Just when I think I’m doing something really important and feeling indispensable, I’m jolted back to reality. This week, Robert Maxwell provided this service. Maxwell was a retired auto mechanic

Just when I think I’m doing something really important and feeling indispensable, I’m jolted back to reality.

This week, Robert Maxwell provided this service.

Maxwell was a retired auto mechanic with a high school education from Bend, Oregon. He didn’t actually get his high school diploma until 2000. He taught auto shop at a local community college. Maxwell died Saturday. He was 98.

I wonder how many people in Bend, who saw Maxwell in the grocery store or at the gas station, knew his story. I’m sure that by the time he died, a lot of people knew. In fact, he was probably something of a local celebrity.

But outside of Bend, I wonder who knew that, 75 years ago, Maxwell threw himself on a grenade.

He was Corporal Maxwell back then, serving in France for the U.S. Army as a technician who strung telephone wires in battle zones during World War II.

On Sept. 7, 1944, in Besancon, France, Maxwell and his unit were pinned down by heavy machine-gun fire. The Germans, who had closed to within 10 yards of Maxwell’s position, began tossing grenades over a stone fence that Maxwell and his mates were using for cover.

“I could hear it fall right near my feet,” Maxwell said years later in an interview with a local TV station. “I didn’t know for sure where it was. This was between 1 and 2 in the morning. I groped to find it and throw it back, but I knew it was too late to do that. I was already crouched down, but I did have my blanket, shoved it down on my chest and dropped where I was.”

Maxwell was severely injured. He spent the rest of his life without part of his foot.

Maxwell was awarded the Congressional Medal of Honor. There are now only three Medal of Honor recipients from World War II who are still alive. Maxwell was the oldest.

I read a story like Maxwell’s and wonder if I would have fallen on that grenade. I like to think I would have but that’s easy to say knowing I’ll never be in that position.

“Surely what a man does when he is taken off his guard is the best evidence for what sort of a man he is,” C.S. Lewis wrote in “Mere Christianity.”

If who we are is evident by our immediate reactions, we should be ashamed of ourselves.

We have entire media platforms (see Twitter) that allow us to react, lash out, and destroy before collecting our thoughts, much less ourselves.

“If there are rats in a cellar you are most likely to see them if you go in very suddenly.

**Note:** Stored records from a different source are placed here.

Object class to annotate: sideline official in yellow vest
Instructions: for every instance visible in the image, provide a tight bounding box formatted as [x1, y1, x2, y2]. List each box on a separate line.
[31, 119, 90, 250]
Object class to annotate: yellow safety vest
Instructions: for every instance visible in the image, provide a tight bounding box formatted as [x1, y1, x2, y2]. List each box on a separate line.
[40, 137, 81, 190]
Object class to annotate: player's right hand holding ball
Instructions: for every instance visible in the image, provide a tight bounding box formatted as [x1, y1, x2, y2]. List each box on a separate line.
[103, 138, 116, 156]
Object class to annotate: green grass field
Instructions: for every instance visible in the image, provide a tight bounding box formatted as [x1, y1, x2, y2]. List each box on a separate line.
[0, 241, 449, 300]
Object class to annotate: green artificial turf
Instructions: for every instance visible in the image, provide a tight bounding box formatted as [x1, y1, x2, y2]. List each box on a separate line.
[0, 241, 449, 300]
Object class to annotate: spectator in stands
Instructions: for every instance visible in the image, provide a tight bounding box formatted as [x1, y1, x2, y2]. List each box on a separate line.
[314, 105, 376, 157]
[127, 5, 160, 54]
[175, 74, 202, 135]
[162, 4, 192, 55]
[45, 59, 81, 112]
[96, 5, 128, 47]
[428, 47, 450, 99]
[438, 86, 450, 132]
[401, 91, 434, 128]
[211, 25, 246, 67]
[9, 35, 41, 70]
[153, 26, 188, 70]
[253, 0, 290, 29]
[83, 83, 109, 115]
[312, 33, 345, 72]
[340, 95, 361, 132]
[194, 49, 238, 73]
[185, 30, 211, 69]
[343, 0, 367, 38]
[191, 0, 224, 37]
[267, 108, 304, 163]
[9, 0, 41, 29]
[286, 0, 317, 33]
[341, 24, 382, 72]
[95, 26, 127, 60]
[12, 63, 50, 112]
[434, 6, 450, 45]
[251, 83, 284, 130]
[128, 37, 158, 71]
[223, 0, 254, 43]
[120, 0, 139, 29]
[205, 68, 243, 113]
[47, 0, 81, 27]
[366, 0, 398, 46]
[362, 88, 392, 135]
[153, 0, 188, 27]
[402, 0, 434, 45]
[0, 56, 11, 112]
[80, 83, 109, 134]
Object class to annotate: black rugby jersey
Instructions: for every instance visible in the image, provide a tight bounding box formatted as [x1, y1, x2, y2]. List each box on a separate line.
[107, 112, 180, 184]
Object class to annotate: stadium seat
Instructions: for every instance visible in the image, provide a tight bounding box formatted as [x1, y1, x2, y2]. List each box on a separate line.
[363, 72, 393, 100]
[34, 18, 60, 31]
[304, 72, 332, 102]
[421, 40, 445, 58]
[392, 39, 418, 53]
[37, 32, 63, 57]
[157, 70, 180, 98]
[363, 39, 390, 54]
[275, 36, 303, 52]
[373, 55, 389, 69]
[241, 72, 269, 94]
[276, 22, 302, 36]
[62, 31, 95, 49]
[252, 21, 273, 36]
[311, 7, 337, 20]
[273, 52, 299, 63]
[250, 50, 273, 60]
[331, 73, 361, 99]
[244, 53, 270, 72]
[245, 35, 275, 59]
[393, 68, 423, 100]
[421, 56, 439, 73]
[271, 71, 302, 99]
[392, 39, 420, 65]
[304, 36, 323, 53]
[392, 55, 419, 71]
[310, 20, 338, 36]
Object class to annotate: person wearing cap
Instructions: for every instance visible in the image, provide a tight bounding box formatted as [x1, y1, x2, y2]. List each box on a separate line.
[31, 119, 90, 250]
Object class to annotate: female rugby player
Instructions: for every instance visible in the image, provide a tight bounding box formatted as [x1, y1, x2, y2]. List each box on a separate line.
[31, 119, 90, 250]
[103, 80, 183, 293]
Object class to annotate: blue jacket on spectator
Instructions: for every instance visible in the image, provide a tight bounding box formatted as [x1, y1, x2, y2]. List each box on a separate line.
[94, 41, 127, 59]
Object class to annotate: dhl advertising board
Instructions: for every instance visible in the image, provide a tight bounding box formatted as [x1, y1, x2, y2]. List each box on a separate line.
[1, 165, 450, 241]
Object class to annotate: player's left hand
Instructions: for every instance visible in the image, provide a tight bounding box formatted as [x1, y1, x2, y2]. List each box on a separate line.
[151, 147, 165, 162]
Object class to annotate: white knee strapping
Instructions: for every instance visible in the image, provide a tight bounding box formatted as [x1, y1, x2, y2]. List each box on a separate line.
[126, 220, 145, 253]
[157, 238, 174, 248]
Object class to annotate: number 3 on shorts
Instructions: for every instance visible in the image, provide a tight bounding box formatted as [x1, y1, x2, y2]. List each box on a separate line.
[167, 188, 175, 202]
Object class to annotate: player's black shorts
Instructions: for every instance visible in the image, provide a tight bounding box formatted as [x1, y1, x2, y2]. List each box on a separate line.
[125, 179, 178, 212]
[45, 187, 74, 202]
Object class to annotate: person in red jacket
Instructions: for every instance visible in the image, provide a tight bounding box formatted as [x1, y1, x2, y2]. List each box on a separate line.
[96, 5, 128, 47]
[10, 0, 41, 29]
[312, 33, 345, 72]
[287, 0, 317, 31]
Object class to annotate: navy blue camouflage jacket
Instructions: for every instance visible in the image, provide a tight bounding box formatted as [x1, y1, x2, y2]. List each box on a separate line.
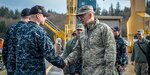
[2, 21, 65, 75]
[115, 35, 128, 66]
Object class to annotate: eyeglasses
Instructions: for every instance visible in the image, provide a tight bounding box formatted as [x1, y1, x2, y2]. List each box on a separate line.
[77, 29, 83, 31]
[77, 13, 87, 20]
[137, 34, 141, 35]
[79, 14, 86, 17]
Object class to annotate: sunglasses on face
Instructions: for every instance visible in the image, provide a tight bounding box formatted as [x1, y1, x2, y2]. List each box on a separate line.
[77, 29, 83, 31]
[137, 33, 142, 35]
[77, 13, 87, 19]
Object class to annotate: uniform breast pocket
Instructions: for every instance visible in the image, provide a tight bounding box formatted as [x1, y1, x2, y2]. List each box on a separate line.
[89, 33, 102, 47]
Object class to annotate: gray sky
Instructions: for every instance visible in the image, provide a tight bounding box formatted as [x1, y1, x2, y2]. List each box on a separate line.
[97, 0, 130, 10]
[0, 0, 130, 13]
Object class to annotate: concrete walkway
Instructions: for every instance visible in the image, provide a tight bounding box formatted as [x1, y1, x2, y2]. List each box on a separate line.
[0, 53, 138, 75]
[123, 53, 135, 75]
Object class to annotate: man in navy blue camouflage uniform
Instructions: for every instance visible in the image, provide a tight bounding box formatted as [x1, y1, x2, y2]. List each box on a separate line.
[112, 26, 128, 75]
[2, 8, 31, 75]
[2, 5, 65, 75]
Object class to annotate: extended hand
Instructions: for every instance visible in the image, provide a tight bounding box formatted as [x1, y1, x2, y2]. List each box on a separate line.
[64, 59, 69, 67]
[75, 73, 79, 75]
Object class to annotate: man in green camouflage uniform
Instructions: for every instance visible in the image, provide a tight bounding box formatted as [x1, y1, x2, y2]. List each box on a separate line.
[131, 29, 149, 75]
[64, 5, 116, 75]
[62, 24, 84, 75]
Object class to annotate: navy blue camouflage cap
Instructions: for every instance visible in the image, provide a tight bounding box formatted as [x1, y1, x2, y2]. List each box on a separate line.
[29, 5, 50, 17]
[77, 5, 94, 16]
[112, 26, 120, 32]
[21, 8, 30, 17]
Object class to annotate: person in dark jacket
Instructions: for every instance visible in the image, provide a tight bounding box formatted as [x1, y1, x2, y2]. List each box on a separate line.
[2, 8, 31, 75]
[131, 29, 149, 75]
[2, 5, 65, 75]
[62, 24, 84, 75]
[112, 26, 128, 75]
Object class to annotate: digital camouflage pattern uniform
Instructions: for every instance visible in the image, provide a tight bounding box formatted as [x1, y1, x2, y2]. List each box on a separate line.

But the suddenness does not create the rats: it only prevents them from hiding,” Lewis wrote.

It’s difficult to have an apolitical discussion about character in America. But if we’re really honest with ourselves, we’ll agree that no political ideology has the market cornered on virtue. If we’re still looking to our elected representatives to restore our collective morality and teach us to be more empathetic, we’re going to be really, really disappointed. And if we’re looking to future generations, we might be looking in the wrong place.

A University of Michigan study in 2011 of 14,000 college students found that “students’ self-reported empathy has declined since 1980, with an especially steep drop in the past 10 years.” The study also indicated that self-reported narcissism was at an all-time high. And that was eight years ago.

And this is why we would do well to remember Robert Maxwell who, whether he realized it at the time or not, demonstrated the “greater love” about which the apostle John writes in his gospel; “to lay down one’s life for one’s friends.”

Maxwell was 24 when he threw himself on that German potato masher. He didn’t have time to think or do much of anything, other than grab a blanket to cushion the explosion. He knew the grenade was going to blow.

In an era of self-glorification, polarization and hyper partisanship, we should consider who we are - before the lights go on in our cellar - and who we want to be.

The memory of a retired auto mechanic from Oregon is a good place to start.